A team of 20 is working to find a way to get more water for agriculture from the Columbia River while also providing environmental benefits.

The task seems daunting, but the group of local agriculturists, educators, conservation groups, and federal and state agencies started off saying they’re ready to roll up their sleeves.

Goals include establishing a clear direction for short and long-term projects affecting water resources in Eastern Oregon, while also determining the environmental and economic benefits and ensuring the ideas are technically, legally and financially feasible, said Richard Whitman, Gov. John Kitzhaber’s natural resources policy advisor.

Kitzhaber designated the Columbia River-Umatilla Solutions Task Force as an Oregon Solutions project after visiting Umatilla and Morrow Counties in early April. Oregon Solutions provides staff support and guidance to keep projects on track. About 25 people outside the task force attended the Monday meeting at the Port of Morrow.

“This is the first time to my knowledge that we have had a gathering like this,” said Dennis Doherty, co-convenor and Umatilla County commissioner.

Whitman is the second co-convenor and Steve Greenwood, Oregon Solutions deputy director, round out the coordinators of the project.

“Governor Kitzhaber was out here a couple months ago and met with a smaller group about the development of in-stream and out-of-stream water resources,” Whitman said. “This is a collaborative process for us to reach a concensus idea.”
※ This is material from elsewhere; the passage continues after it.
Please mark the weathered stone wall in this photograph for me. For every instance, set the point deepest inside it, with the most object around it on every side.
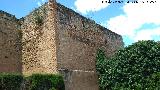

Director Phil Ward of the Oregon Water Resources Department spelled out how much water Oregon diverts from the Columbia River and why getting more is a problem.

During the growing season, Oregon does not issue users, like irrigators or ports, new water rights from the Columbia if they cannot replace the water removed from the river, Ward said. That way, the state maintains river flows mandated by the federal government to protect endangered and threatened fish, like salmon.

Flows at the mouth of the river average about 192 million acre-feet per year, Ward said, and diversions from the mainstem and tributaries average 33 million acre-feet per year. Oregon diverts 5 million acre-feet, bringing the state share of diverted water to 15 percent. Washington gets 20.4 percent of diverted water, while Montana receives about 4 percent and Idaho 59.8 percent.

“There is no agreement that says who gets how much,” Ward said. “There have been 17 different attempts to compact the Columbia River system in Congress and none have come to fruition.”

The group plans to meet again July 26-27 and have projects established by mid-December to have the legislation or funding requests introduced in the 2013 state legislative session.